The Examination and Risk Monitoring unit is headed by Bari Havlik who appeared on Unscripted a couple weeks back; her podcast can be found here

In December 2019, Havlik announced a new leadership team which included Nelli, St. Louis, and Bergeron had been hired on. 

A FINRA’s December 12, 2019, press release described the transformation. 

FINRA announced today the senior leadership team under the new examination and risk monitoring structure within the organization. This marks the consolidation of FINRA’s three exam functions into a single, unified program—a process that began in October 2018.

“FINRA regulates more than 3,600 firms and 630,000 individual brokers, and regularly examines every firm for compliance with FINRA’s rules and those of the Securities and Exchange Commission and the Municipal Securities Rulemaking Board. Those examination responsibilities previously were divided among three different programs responsible for business conduct, financial and trading compliance.

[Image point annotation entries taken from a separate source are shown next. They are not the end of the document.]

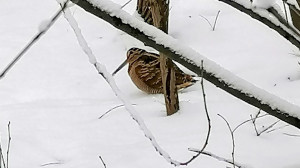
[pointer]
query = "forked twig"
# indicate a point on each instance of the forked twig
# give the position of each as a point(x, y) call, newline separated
point(208, 119)
point(238, 126)
point(213, 27)
point(122, 105)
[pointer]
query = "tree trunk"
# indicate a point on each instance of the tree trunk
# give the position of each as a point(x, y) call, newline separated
point(296, 17)
point(156, 12)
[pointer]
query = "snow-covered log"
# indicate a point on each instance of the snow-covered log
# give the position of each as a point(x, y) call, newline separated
point(278, 23)
point(220, 77)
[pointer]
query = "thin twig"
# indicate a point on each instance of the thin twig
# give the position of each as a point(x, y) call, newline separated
point(1, 156)
point(269, 127)
point(102, 161)
point(8, 145)
point(238, 126)
point(48, 164)
point(33, 41)
point(275, 129)
point(208, 120)
point(254, 124)
point(213, 27)
point(232, 137)
point(122, 105)
point(207, 21)
point(215, 23)
point(125, 4)
point(285, 11)
point(217, 157)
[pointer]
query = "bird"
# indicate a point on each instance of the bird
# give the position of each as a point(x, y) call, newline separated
point(144, 71)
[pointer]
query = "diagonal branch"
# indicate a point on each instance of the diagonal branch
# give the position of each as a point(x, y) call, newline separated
point(187, 57)
point(285, 30)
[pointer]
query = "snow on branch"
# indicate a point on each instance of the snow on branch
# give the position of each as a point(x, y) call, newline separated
point(101, 69)
point(277, 23)
point(44, 27)
point(222, 78)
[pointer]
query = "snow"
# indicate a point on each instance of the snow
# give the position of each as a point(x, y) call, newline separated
point(195, 58)
point(54, 97)
point(265, 4)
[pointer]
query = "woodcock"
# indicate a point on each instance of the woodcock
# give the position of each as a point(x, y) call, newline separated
point(144, 71)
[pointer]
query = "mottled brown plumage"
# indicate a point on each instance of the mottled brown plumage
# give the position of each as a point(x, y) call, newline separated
point(144, 71)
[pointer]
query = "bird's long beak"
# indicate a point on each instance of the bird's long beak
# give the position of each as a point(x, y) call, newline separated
point(119, 68)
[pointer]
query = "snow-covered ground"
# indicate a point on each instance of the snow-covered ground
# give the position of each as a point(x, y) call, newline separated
point(54, 96)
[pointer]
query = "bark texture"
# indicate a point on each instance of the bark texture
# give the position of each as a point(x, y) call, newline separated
point(156, 13)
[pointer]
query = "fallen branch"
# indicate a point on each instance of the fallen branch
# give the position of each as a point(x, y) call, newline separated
point(43, 30)
point(187, 57)
point(283, 29)
point(218, 158)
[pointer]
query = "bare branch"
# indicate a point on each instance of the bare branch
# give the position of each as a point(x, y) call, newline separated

The consolidation brings those programs under a single framework designed to better direct and align examination resources to the risk profile and complexity of member firms. The FINRA360 organizational review helped inform the development of the new framework by identifying areas for improvement in the current programs.”

On the podcast, Nelli described in some more detail how the evolved structure of the Examination and Risk Monitoring unit would affect the examination process going forward. 

“Effective in January, each firm will be placed into one of the five groupings, and those five groupings are retail, capital markets, diversified, carrying and clearing, and trading and executions. And the examiners and the risk monitoring staff, and the investigators are all going to be residing in one of those five groupings.” Nelli said, “That’s really to help facilitate consistency and to grow familiarities in these business models. In a risk-based examination program, the better you understand the firm the better you are at identifying the risks and tailoring your exam to go at those risks.”

St. Louis noted in the podcast that retail clients add to the risk for a firm. 

“It can be significantly different. For example, some sub-groupings don’t have retail clients. Their risks in that area may be significantly lower than obviously groups that have retail clients.”

He noted further that the new structure will help FINRA to tailor exams and risk monitoring, “Because we’re going to be set up in this subject matter experts both on the risk monitoring side and on the exam side, we will be able to identify what do the firms primarily do and focus on those particular risks, and they can vary greatly depending on the types of firms.”

As one example, a firm without retail clients would need less attention from FINRA oversight and examination focused on the firm’s sales practice. 

FINRA is a self-regulatory organization; it was formed in 2007 when the regulatory arms of NYSE and NASD merged.